Avvistamenti più importanti
Il leggendario mistero del Megalodonte ha attraversato i secoli e tutt'ora gli avvistamenti che lo riguardano sono molto controversi e di certo discutibili. Il ritrovamento dei denti di MEG dal parte del Challenger e la datazione di quei reperti ha rinverdito il mito dello squalo preistorico tanto da aver catalizzato gli avvistamenti che lo riguardano: scopriamo insieme, tra leggenda e verità, i più importanti.
Nel 1918 il naturalista australiano David Stead raccolse la testimonianza di un gruppo di pescatori che si rifiutavano di tornare in mare dopo l'avvistamento di uno squalo mostruoso che li aveva aggrediti demolendo il loro equipaggiamento. Si trattava di veri lupi di mare, abituati ad avere a che fare con balene e grossi squali bianchi ma ciò che raccontarono aveva dell'incredibile: uno squalo enorme le cui dimensioni andavano dai 35 ai 90 metri, completamente bianco, capace di una furia distruttiva senza pari.
Negli anni '60 i marinai di una nave lunga più di venti metri, mentre gettavano l'ancora per delle riparazioni nei pressi della barriera corallina australiana, raccontarono di essere stati affiancati da uno squalo lungo almeno quanto la barca stessa. Il capitano, un esperto uomo di mare, confermò allo scrittore B. Clay Cartmell il loro racconto escludendo categoricamente si potesse trattare di una balena: impossibile confondere i due animali tra loro.
E di recente? Qualcuno ha avvistato il temibile Megalodonte? Con l'introduzione delle nuove tecnologie e con la conquista dei mari i segreti che gli abissi possono nascondere diventano sempre meno. Per questo, forse, i presunti avvistamenti del MEG si sono decisamente fatti più radi e soprattutto meno convincenti.
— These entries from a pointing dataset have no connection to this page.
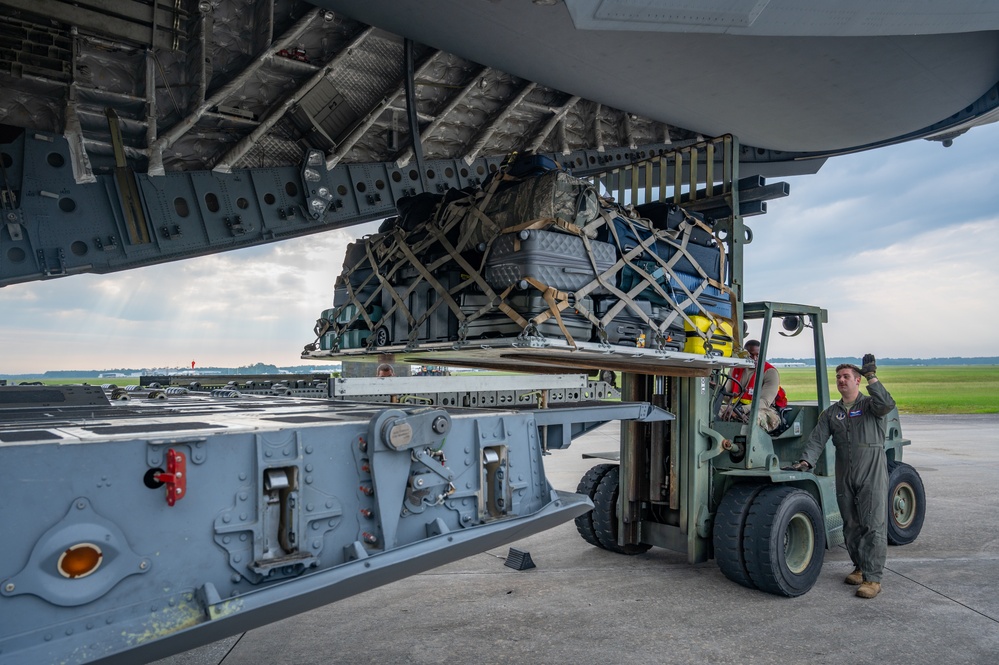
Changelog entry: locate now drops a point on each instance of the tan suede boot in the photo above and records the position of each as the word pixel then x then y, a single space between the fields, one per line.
pixel 855 578
pixel 869 589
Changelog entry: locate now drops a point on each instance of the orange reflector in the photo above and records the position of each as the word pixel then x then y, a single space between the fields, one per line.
pixel 80 560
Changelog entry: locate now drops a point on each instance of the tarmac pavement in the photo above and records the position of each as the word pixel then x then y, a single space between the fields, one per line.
pixel 939 604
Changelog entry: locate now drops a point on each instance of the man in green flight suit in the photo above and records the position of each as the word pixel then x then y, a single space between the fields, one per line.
pixel 856 424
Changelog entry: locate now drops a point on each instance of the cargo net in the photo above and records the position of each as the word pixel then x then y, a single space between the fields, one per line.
pixel 534 253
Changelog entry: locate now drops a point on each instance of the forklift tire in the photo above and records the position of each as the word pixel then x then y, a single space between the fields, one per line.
pixel 588 486
pixel 784 541
pixel 605 515
pixel 730 525
pixel 906 503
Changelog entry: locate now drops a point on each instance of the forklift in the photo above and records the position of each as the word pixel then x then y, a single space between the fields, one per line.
pixel 715 488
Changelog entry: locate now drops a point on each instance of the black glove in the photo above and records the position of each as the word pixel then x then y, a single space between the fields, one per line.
pixel 870 368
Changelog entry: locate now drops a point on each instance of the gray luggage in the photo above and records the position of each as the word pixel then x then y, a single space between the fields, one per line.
pixel 439 325
pixel 495 323
pixel 554 259
pixel 629 329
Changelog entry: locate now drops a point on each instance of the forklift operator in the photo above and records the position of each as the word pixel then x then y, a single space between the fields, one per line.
pixel 772 397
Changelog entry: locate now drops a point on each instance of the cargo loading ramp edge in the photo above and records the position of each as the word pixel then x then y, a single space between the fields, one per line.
pixel 542 355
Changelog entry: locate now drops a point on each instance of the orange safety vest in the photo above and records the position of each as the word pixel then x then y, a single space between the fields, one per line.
pixel 747 395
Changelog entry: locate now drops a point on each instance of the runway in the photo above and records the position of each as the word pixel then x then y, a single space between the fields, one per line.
pixel 939 604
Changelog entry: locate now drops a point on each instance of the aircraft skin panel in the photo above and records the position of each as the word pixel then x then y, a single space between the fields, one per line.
pixel 786 18
pixel 784 93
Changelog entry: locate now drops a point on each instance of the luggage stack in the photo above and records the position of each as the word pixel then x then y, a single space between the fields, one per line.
pixel 534 254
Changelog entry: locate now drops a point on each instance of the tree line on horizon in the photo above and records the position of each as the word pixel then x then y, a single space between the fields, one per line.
pixel 264 368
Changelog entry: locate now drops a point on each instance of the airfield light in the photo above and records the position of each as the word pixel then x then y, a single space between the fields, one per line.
pixel 80 560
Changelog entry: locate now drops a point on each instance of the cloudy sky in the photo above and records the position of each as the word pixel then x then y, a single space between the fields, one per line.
pixel 899 244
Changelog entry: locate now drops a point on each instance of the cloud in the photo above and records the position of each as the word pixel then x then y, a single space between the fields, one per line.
pixel 230 309
pixel 897 244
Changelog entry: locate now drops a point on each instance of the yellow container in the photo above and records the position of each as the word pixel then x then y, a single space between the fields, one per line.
pixel 718 344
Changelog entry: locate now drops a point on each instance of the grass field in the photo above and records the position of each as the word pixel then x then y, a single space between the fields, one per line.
pixel 926 390
pixel 939 389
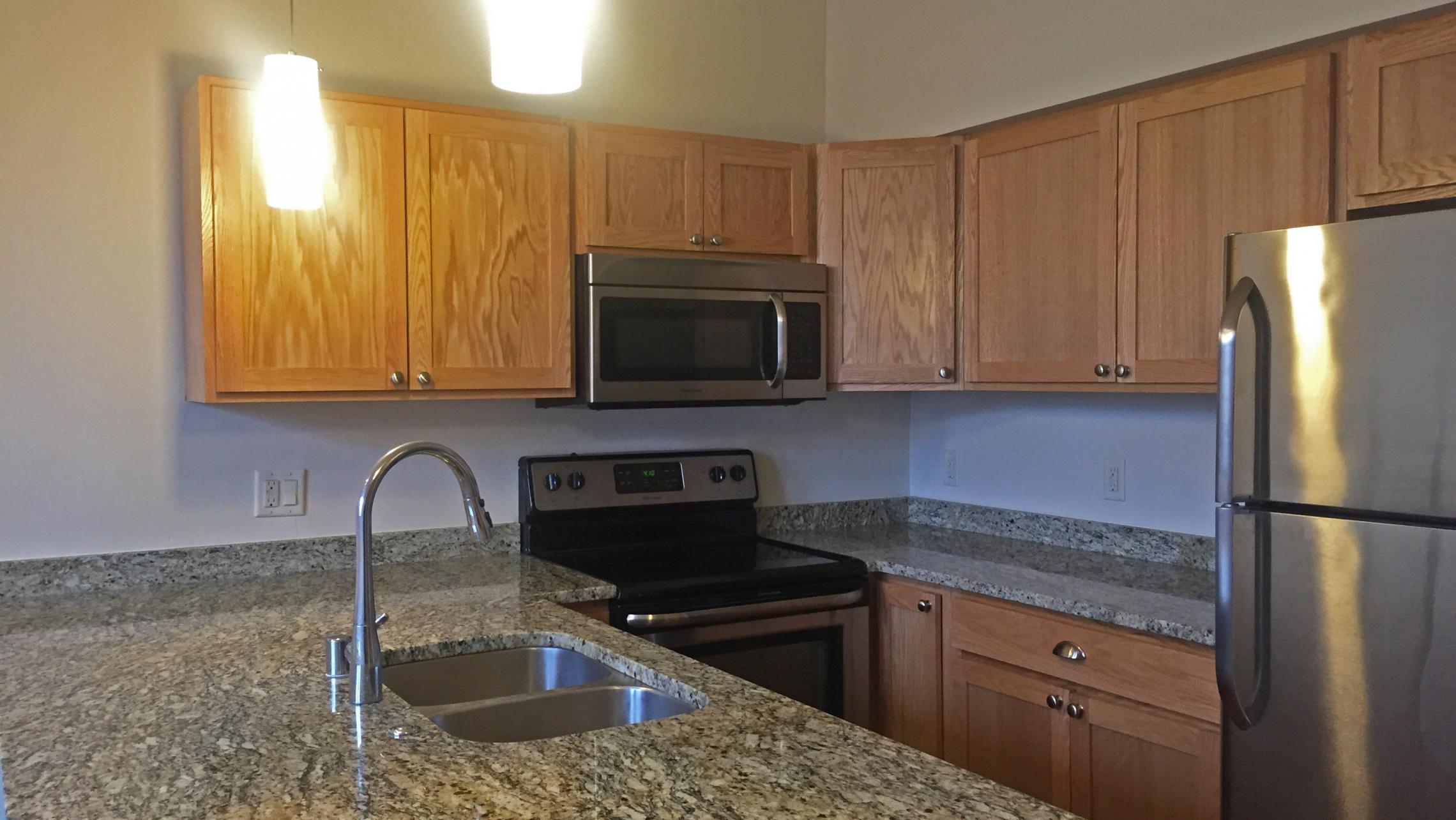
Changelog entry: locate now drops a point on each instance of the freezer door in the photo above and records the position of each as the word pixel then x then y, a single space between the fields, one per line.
pixel 1359 353
pixel 1335 665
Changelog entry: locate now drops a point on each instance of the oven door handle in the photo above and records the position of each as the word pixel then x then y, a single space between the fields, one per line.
pixel 781 321
pixel 743 612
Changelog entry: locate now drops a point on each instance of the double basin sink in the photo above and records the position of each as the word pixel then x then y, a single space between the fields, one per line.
pixel 526 694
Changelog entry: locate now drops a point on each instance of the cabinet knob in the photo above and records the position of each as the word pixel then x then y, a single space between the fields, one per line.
pixel 1070 651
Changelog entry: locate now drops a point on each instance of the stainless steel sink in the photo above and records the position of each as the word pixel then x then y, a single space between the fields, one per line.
pixel 527 694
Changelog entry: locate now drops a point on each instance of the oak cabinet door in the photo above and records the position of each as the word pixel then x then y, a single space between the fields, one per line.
pixel 490 252
pixel 309 300
pixel 1006 724
pixel 1040 203
pixel 756 197
pixel 1238 152
pixel 909 665
pixel 887 231
pixel 1137 762
pixel 1402 112
pixel 641 190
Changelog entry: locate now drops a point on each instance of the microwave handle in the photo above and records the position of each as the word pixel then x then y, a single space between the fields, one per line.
pixel 781 323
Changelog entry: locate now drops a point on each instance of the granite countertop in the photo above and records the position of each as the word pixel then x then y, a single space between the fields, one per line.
pixel 1164 599
pixel 207 699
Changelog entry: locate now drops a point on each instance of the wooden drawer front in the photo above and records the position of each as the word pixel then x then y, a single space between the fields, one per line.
pixel 1146 669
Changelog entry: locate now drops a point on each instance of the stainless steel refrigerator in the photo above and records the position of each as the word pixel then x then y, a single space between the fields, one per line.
pixel 1337 522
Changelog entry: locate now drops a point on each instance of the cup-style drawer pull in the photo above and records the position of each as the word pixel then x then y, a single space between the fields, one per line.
pixel 1069 651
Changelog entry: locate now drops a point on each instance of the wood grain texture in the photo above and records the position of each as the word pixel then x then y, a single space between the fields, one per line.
pixel 997 724
pixel 1153 671
pixel 490 252
pixel 756 195
pixel 887 234
pixel 1236 152
pixel 1040 225
pixel 907 671
pixel 1402 112
pixel 309 300
pixel 640 188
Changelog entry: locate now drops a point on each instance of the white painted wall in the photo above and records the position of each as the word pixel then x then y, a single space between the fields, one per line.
pixel 1044 453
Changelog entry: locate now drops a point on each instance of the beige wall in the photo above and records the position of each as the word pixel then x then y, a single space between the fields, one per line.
pixel 916 68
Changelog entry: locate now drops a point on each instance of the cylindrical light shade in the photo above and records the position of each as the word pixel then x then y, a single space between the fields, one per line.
pixel 536 44
pixel 290 133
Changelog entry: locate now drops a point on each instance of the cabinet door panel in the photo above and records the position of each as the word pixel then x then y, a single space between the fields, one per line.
pixel 309 300
pixel 909 669
pixel 1402 112
pixel 1240 152
pixel 641 190
pixel 756 197
pixel 490 262
pixel 1042 250
pixel 888 234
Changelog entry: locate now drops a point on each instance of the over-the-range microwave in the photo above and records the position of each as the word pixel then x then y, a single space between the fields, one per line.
pixel 656 331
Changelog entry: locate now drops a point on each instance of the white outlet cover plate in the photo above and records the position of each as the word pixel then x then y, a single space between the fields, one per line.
pixel 261 480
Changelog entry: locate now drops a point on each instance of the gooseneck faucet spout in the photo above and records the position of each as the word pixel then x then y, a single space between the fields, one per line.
pixel 366 662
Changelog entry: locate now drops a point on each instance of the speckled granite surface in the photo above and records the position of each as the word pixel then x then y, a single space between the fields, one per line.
pixel 1148 596
pixel 206 701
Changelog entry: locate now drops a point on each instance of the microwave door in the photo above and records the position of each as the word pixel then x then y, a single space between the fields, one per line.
pixel 685 345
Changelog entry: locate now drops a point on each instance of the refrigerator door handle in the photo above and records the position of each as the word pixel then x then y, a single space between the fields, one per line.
pixel 1244 294
pixel 1242 715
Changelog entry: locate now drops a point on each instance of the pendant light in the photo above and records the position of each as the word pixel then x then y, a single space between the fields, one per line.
pixel 290 132
pixel 536 44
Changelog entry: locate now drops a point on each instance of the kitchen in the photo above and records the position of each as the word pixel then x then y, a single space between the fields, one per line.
pixel 1018 222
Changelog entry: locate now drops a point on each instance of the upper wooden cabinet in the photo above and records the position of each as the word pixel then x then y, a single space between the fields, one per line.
pixel 1402 114
pixel 1241 151
pixel 887 232
pixel 1040 210
pixel 490 252
pixel 673 191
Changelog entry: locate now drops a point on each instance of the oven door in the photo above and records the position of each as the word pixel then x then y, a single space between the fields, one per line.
pixel 701 345
pixel 820 658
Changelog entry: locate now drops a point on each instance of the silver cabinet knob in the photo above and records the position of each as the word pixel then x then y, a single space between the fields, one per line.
pixel 1070 651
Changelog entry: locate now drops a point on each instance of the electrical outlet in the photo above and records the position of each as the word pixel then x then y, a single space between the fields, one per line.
pixel 280 492
pixel 1114 480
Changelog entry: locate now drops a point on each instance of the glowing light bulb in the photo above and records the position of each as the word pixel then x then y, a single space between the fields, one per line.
pixel 290 133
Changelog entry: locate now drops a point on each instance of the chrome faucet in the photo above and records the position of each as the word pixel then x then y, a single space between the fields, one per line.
pixel 366 656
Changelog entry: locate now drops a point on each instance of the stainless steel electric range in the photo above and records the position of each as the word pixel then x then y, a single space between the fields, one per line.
pixel 678 535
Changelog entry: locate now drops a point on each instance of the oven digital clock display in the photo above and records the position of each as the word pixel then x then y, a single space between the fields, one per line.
pixel 663 476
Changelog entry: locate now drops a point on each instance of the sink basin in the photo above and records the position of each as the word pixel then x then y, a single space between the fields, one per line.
pixel 527 694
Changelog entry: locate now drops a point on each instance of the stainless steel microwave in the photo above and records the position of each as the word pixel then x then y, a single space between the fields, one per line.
pixel 656 331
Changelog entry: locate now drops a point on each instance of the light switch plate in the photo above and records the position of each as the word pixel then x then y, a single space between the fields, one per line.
pixel 280 492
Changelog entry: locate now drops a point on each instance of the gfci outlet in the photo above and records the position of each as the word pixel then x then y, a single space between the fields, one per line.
pixel 1114 480
pixel 280 492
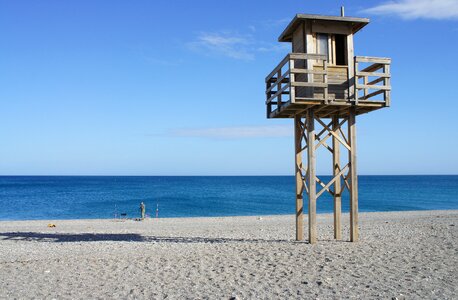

Nel 2009 la trasmissione televisiva Monsterquest ha esplorato il Mare di Cortez alla ricerca del Megalodonte. Quel tratto di acque californiane, famoso per ospitare squali bianchi ben più grandi della media, poteva forse nascondere il MEG? A parte una scarsa e anomala popolazione di balene e altri mammiferi acquatici però, non ci sono stati veri e propri avvistamenti del Megalodonte anche se secondo i ricercatori quelle potrebbero essere le acque a lui più congeniali.
Nei pressi dell'Isola di Bird, nel 2012, alcuni pescatori locali hanno testimoniato la presenza di uno squalo lungo almeno dodici metri, taglia irraggiungibile da un comune squalo bianco. Al loro racconto si è aggiunto quello di un altro pescatore sud africano il quale ha raccontato di aver visto, da giovane, un grande squalo lungo quasi dieci metri. Gli squali, e come loro i Megalodonti, sono animali molto longevi: si tratta forse dello stesso pesce avvistato a distanza di anni? E potrebbe essere il famigerato MEG?
Il fascino del re dei predatori dei mari ha però anche un lato oscuro che porta il sempre più attuale nome di fake news.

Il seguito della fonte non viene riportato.